For a week Francis hesitated and then wrote home, dating his letter from the Post Office, for his fare to London. It was sent, and he made the journey. Whatever its discouragement, it must yet have been something added to the little sum of hopefulness to leave Manchester. London, of conjectural disaster, drew him from the Manchester of tried and proved failure. His luggage, scanty enough in itself, was weighted with no regrets. He was going to new possibilities. But he carried Blake and Aeschylus in his pocket. Thus had de Quincey gone, content with the same bodily starvation and mental food-" carrying a small parcel with some articles of dress under my arm; a favourite English poet in one pocket, and an odd volume, containing one-half of Canter's Euripides in the other."

Of the father and the fugitive the poet's uncle afterwards wrote to my father :-

His Father

" He has been a great trouble and sorrow to his father from his want of ballast. He started with every advantage, but has come to nothing. At last he went to London, where he seems to have led a sort of Bohemian life. There does not appear to have been anything of what is usually termed immorality; but he was never to be depended on, and I fear he indulged in drink. As his father expresses it in a letter to me this morning, he likes to lead a dawdling, sauntering sort of life. . . . There was nothing in his home life to lead him to divulge himself, no encouragement and no sympathy with his ambitions. His sisters, who might have been of use in expounding him-if I may use such a phrase- have so little of the poetical element in them that they seem on principle to have eschewed all poetry as if it were a temptation and a snare. . . . This I believe to be the key to, and so far an excuse for, his deceitful proceedings and his apparent callousness and ingratitude. I wish I were in a position to help him pecuniarily, but at present I am not. However, I can show him sympathy and approbation. It is years since any communication took place between us, and in my last letter I ventured to give him some advice as to his hypercritical tendencies, and he never wrote to me again. So I suspect he did not relish my animadversions."

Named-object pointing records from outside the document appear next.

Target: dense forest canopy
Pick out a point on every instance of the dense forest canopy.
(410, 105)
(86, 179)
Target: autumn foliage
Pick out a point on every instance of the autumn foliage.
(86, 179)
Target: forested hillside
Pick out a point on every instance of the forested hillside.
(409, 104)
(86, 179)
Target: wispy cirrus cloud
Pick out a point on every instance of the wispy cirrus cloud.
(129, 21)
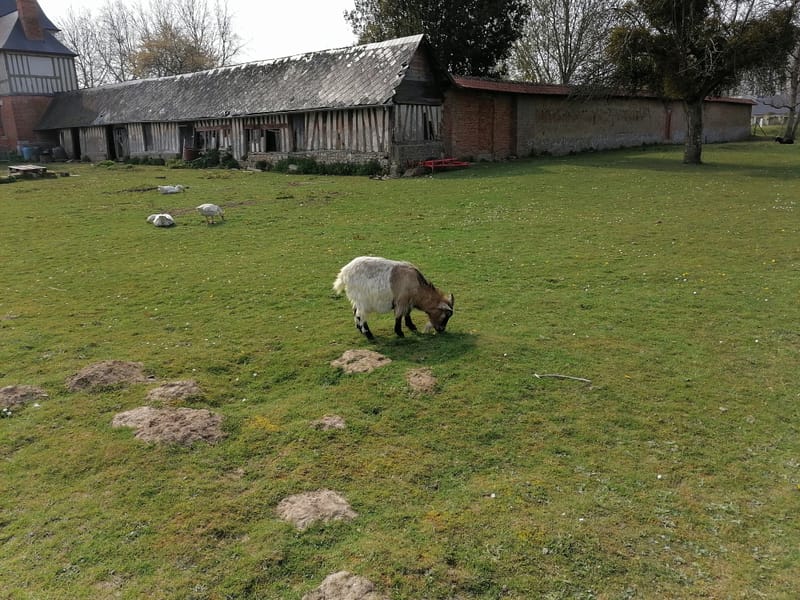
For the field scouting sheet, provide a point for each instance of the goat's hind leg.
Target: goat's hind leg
(409, 323)
(361, 325)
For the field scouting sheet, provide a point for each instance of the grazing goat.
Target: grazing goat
(209, 211)
(161, 220)
(380, 285)
(171, 189)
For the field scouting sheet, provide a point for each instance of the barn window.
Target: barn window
(273, 138)
(147, 135)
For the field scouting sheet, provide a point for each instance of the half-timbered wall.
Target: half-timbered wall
(34, 74)
(327, 135)
(94, 143)
(153, 139)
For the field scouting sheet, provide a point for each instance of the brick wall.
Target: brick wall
(479, 125)
(492, 125)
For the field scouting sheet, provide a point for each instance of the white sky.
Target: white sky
(268, 28)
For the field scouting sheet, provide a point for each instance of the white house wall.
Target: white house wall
(25, 74)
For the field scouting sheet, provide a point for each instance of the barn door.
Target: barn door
(120, 143)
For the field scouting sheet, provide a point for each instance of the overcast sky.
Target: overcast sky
(268, 28)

Another Manchester letter from a close friend of his family runs :-

" To begin with, young Thompson was not brought up amongst ' gallipots '; no son could have been more kindly or more generously treated, and it was not until this genius was gone utterly to the bad that his father lost sight of him. He was most carefully educated, and no young man has ever had a better or a kinder mother or father. I don't think Dr. Thompson is destitute of the poetic imagination, and I think he might have been excused if he did not perceive at once that poetry which differs from all which has delighted the world for three thousand years was, of all poetry, the most to be admired. . . . The way in which you have compared the coming of Frank Thompson to the Messiah is approaching the profane."

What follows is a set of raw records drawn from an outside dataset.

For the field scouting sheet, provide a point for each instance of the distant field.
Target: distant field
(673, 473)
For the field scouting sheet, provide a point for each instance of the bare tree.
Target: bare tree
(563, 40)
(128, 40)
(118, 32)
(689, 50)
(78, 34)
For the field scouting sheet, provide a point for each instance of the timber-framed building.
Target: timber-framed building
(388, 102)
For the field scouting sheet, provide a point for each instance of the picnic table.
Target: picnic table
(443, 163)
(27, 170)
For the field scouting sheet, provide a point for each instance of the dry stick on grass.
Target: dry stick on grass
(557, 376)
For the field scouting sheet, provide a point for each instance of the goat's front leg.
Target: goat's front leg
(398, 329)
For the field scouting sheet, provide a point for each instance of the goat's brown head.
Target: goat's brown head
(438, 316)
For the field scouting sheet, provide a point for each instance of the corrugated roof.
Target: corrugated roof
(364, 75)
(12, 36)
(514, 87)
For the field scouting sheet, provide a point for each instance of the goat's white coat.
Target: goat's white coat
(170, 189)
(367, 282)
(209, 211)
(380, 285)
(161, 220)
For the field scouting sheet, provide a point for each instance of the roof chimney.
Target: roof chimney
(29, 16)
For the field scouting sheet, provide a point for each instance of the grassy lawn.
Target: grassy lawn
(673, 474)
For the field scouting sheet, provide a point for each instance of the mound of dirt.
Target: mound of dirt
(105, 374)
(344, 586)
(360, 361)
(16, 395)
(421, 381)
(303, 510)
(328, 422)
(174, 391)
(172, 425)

But Francis had another opinion of the poetic influence of his home ; and to see his sister and read in her eyes the new and more explicit version of the household spirituality, is to credit his own view. His statement that " the spirit of such poems as ' The Making of Viola' and ' The Judgement in Heaven' is no mere mediaeval imitation, but the natural temper of my Catholic training in a simple provincial home" is easily believed. It is not generally understood, he says, that the " irreverence " (so called) of mediasval poetry and drama is not merely primitive but Catholic. He quotes, as quite within his comprehension, the remark of Miss L. that, if she saw Our Lord, the first thing she would be impelled to do would be to put her arms about Him-a remark prompted by a hostile comment on a Christ and St. Francis (in statuary) with their arms about each other.

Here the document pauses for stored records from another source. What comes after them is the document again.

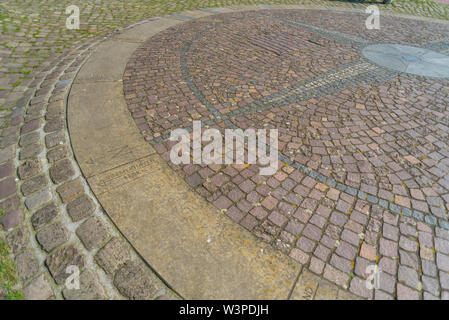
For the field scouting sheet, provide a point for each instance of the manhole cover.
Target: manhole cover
(409, 59)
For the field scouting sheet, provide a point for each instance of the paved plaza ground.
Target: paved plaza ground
(86, 178)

The father's own comment, when he found his son welcomed as a poet, was : «' If the lad had but told me !" Mr. J. Saxon Mills says :-

" The doctor was even more amused than gratified at seeing his son's name suddenly coupled with those of Shelley or Keats or Tennyson. He admitted, moreover, that Frank's productions were quite beyond his own comprehension, and I am not sure that the worthy doctor regarded the greenest of poetic laurels as a fair exchange for a thriving medical practice."